While the downturn in the oil market isn't sparing anyone in the sector, some oil companies are in a much stronger position to handle the market's current weakness. We can count Apache (APA 0.64%) in that group, with the company boasting of a solid balance sheet and a conservative plan for the current operating environment. That said, even the best laid plans can go awry, which is why investors still need to keep an eye on Apache to ensure it's still on track. To do that, there are three numbers in particular that investors should take a look at when the company reports first-quarter results later this week.
1. Keep an eye on production versus guidance
Despite weak oil prices, Apache's production held up fairly well last year, once adjusted for asset sales. That said, after cutting its capex budget by 60% over last year's rate, the company expects its production to decline 7% to 11% in 2016. That puts it on pace to produce between 433,000 to 453,000 barrels of oil equivalent per day, or BOE/d, after averaging 486,000 BOE/d in 2015.
The bulk of the company's expected production decline will come in its North American onshore segment, which is expected to see declines of 12% to 15% against roughly flat production in its international operating areas. Given that guidance, investors should watch to see if production is tracking with guidance. If not, check to see if that's due to operational factors such as poor well performance or weather-related issues as opposed to the company choosing to reduce capex spending.
2. Look for any changes to the capex plan
Speaking of capex, Apache plans to spend between $1.4 billion and $1.8 billion this year on oil and gas developments. That's expected to roughly align with cash flow at a $35 oil price. Oil, however, has been quite volatile in 2016, spending much of the first quarter below $30 a barrel before surging more recently above $45 a barrel. Given that volatility it's possible that Apache will adjust its capex budget, the question is which direction it will go. What it might do is tighten its range a bit, potentially projecting to spend at the higher end given where oil is right now.
3. Take a look at liquidity
Unlike a lot of peers, Apache is sitting in a comfortable financial position right now with $5 billion of liquidity, including $1.5 billion in cash and $3.5 billion available on its credit facility.
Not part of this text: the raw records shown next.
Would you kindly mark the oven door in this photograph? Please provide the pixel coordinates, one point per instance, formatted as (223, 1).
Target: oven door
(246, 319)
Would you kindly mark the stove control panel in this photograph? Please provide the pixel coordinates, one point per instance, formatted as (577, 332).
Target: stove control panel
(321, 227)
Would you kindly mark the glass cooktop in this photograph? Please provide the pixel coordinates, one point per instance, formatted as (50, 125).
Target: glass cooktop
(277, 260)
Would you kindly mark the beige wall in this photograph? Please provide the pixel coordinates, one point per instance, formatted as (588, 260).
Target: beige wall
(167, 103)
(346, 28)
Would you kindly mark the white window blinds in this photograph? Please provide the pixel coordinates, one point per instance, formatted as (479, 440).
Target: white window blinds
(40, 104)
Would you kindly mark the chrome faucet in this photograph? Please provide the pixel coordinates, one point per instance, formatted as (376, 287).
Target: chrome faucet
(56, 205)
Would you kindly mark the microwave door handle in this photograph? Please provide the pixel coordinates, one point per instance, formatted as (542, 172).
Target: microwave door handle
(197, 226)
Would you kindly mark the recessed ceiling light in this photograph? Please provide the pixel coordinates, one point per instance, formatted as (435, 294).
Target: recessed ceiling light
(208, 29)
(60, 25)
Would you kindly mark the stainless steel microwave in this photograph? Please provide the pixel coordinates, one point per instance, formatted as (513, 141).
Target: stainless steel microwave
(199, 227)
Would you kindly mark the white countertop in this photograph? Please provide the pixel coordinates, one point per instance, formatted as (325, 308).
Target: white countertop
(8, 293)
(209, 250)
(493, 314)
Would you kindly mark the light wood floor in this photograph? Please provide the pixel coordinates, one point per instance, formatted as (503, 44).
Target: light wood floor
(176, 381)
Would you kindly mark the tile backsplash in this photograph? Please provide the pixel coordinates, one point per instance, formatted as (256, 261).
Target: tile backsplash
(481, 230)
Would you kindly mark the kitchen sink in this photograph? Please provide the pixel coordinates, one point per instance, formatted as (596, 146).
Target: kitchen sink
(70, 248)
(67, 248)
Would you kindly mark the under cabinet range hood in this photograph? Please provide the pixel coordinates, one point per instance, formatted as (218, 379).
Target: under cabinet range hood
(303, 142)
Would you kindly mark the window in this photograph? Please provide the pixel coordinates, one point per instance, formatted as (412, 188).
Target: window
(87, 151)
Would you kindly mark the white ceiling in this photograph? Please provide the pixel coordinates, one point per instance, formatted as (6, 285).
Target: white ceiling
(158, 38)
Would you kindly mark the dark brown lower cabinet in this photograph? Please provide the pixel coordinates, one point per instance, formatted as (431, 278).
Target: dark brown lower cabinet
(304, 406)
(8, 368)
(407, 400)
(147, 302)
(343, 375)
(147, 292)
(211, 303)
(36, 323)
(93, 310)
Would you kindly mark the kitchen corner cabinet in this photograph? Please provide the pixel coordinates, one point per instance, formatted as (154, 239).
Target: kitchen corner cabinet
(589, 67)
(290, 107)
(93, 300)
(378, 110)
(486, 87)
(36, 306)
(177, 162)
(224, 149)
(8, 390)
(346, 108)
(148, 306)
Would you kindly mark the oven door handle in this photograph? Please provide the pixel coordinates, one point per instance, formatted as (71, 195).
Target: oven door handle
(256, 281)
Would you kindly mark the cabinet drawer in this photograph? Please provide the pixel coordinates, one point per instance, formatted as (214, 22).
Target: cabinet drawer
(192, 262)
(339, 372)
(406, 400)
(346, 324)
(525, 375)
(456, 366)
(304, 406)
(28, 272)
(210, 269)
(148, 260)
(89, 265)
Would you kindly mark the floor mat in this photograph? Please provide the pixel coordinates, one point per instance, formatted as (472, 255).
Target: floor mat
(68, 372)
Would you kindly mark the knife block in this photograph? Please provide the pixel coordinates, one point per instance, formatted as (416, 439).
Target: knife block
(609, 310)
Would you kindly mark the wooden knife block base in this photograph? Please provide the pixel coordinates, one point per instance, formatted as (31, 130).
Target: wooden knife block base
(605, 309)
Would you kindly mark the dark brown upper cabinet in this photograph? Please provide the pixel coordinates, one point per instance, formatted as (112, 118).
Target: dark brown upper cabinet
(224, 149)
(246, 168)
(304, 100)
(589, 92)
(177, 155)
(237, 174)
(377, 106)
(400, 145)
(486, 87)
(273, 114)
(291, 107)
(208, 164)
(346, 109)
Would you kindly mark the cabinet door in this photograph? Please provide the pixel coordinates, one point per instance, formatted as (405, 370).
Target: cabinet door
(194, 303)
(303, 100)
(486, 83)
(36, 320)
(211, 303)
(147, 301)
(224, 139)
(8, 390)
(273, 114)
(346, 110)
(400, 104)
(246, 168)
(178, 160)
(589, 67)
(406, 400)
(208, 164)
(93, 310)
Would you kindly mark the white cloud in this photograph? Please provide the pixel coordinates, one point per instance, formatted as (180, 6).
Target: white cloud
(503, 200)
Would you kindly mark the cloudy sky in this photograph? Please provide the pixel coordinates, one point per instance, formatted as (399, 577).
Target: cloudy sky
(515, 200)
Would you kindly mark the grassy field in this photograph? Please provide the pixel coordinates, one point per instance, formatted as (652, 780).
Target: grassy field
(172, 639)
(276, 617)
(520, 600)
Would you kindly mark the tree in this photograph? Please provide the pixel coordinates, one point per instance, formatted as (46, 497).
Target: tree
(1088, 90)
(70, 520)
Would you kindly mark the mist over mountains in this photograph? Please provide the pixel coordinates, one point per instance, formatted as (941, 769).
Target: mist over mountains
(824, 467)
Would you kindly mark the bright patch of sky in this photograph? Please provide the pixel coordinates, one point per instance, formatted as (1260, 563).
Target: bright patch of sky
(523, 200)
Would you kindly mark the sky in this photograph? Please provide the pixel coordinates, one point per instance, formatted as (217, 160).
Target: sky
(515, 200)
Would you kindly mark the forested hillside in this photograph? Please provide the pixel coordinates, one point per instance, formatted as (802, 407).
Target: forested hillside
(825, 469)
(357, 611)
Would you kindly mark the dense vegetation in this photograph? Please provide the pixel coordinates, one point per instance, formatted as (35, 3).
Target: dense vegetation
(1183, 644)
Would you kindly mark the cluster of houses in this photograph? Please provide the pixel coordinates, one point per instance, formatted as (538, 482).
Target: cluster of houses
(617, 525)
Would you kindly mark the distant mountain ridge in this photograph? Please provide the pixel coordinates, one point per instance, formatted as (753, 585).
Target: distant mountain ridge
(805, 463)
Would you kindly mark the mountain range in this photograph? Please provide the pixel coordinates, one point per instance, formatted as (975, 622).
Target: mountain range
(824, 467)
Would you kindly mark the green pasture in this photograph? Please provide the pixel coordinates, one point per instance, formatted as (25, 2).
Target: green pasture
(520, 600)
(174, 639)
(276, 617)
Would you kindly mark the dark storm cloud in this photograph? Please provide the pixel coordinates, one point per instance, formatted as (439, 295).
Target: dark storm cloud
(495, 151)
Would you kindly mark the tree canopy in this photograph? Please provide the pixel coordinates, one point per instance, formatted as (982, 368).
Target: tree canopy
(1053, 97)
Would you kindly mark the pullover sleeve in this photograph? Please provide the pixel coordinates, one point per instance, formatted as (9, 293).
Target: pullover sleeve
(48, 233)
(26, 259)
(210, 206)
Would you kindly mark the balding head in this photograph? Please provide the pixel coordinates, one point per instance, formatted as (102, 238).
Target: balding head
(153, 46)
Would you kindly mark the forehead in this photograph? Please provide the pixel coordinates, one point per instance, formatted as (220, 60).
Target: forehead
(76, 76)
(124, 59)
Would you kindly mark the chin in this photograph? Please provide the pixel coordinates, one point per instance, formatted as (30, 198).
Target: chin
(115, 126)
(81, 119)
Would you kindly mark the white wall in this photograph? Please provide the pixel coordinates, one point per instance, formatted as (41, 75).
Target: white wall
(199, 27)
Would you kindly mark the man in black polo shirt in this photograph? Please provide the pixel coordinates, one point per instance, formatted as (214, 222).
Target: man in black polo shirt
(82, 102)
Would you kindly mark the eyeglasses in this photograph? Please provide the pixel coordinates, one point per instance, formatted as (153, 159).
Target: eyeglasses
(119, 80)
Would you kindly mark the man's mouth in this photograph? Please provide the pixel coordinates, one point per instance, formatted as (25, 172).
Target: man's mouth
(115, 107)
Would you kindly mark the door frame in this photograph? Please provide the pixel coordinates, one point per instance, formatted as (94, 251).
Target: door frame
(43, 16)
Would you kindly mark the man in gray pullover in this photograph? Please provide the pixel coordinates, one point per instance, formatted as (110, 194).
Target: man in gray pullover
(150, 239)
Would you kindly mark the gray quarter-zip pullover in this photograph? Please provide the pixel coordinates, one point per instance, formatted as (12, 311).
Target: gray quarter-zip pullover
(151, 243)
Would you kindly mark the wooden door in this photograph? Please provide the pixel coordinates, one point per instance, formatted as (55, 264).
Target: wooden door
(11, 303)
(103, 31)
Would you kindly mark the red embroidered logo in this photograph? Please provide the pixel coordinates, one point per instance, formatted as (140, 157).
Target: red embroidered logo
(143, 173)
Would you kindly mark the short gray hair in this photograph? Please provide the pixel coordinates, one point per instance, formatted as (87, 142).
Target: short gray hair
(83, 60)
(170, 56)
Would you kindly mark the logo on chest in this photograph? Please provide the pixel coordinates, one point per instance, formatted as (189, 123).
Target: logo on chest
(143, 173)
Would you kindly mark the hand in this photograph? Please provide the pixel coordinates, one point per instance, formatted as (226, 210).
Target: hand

Further, the company has no debt maturities until 2018 and only $700 million coming due before 2021. That means the company doesn't have to worry about accessing the capital markets to address its financial situation anytime soon.
That's proving to be a big competitive advantage. Rival Anadarko Petroleum (APC) recently decided to issue $3 billion of new debt in order to refinance debt maturing in 2016 and 2017. In doing so, Anadarko CEO Al Walker noted that the company "removed perceived uncertainty by issuing $3.0 billion of investment-grade bonds to refinance near-term maturities." Given its liquidity and lack of near-term debt maturities, Apache doesn't have any financial uncertainties that need to be addressed.
Having said all that, investors should still keep an eye on its liquidity. In particular, check to see if that number went down last quarter due to weaker oil prices. On the other hand, the company has been active in shedding assets the past few years and did plan to sell some non-core, non-producing assets this year. If the company did sell assets, that could provide a lift to its already strong liquidity.
Apache is taking a cautious approach to the downturn, which along with oil prices will have an impact on the company's first-quarter results. Given how volatile the market has been so far this year, investors should be on the lookout for any changes to its approach, paying special attention to production, capital spending, and liquidity. Any big changes to these three numbers could indicate that the company's plan isn't working out as expected.